Myers, Hamel and Hakes enlisted three additional FPE undergraduates –Sara Caton  (B.S. ’15), Nate May, and Jon Scheer (B.S. ’15) – to help create lessons covering core fire protection strategies such as compartmentalization, ventilation, material flammability, detection, and suppression, which could be incorporated into projects in the FPE Design Challenge.

Hollywood and Myers pitched the completed curriculum to the all-girls Elizabeth Seton High School, after Hamel, an ESHS alumna, connected them with its principal and president, Sister Ellen Marie Hagar. The school agreed to make the FPE Design Challenge part of its STEM program. Myers and his team provided the instruction, most of which took place on the ESHS campus.

The program’s final competition focused on the design of a home fire protection system. After covering the core concepts, the students were asked to apply what they had learned to design and build a scale model home capable of resisting fire spread. At the conclusion of the program, the students brought their models to FPE’s Rolf Jensen and Associates Fire Science Laboratory in College Park, where they were put to the test in live burn experiments.

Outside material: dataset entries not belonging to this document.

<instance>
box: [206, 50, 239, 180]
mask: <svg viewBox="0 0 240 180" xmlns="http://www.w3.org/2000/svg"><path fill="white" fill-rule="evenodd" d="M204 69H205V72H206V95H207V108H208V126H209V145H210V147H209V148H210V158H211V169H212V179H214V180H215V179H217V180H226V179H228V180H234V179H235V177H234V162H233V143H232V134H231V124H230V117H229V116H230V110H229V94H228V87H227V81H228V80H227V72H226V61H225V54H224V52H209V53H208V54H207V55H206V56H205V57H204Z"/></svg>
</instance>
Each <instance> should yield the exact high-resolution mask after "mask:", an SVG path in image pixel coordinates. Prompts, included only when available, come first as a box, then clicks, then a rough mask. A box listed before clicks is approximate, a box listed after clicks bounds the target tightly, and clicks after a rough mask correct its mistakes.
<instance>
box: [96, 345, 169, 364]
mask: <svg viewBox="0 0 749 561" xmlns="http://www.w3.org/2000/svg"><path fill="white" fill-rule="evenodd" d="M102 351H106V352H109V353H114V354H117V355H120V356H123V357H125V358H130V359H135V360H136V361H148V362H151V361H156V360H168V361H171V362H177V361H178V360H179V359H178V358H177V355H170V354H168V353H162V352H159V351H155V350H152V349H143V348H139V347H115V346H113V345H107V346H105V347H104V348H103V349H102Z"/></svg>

"The [FPE] student mentors were a great help in helping my group think through the challenges we faced, and deciding on the best solution," says ESHE alumna Myranda Hinkson, who participated in the FPE Design Challenge and will be attending UMD in the fall. "My favorite part of the project was bringing our house to UMD to watch it burn…I found it really interesting to see how well, or not so well, all of the different designs from each group ended up working." The program, she adds, made her more aware of how science is used in real world contexts, and increased her interest in FPE.

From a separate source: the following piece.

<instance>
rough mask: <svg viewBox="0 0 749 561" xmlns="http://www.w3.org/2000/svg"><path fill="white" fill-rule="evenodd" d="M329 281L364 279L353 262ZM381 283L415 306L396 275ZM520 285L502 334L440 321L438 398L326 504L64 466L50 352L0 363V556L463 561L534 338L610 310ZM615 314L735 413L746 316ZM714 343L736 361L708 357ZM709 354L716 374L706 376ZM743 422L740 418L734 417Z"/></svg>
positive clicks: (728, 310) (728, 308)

“The students were very excited by the project, dedicated a large amount of personal time to it, and showed tremendous creativity,” says Myers.

One team, for example, used popcorn as part of their alarm system. Another built their home and everything in it (including the furniture) out of cement board. While this level of Brutalist design would be a hard sell in the 21st century real estate market, Myers admits that when it came to fire protection, it worked well.

“Our best metric for fire damage was the percentage of mass loss, which tells you how much of the structure was burned,” he says. “Our Brutalist house suffered 0% mass loss, with no noticeable change. In contrast, the worst performing house lost 18% of its mass, and was completely destroyed.”

He describes the feedback he’s received as almost entirely positive, and is already preparing for a Spring 2016 cohort. “We’d like to bring the program back, with slightly different requirements and improved lessons, to Elizabeth Seton and possibly another school,” he says.

Milke, meanwhile, is working with Scheer, now a student in FPE’s Master of Engineering program, on translating the FPE Design Challenge into a 100-level undergraduate engineering course.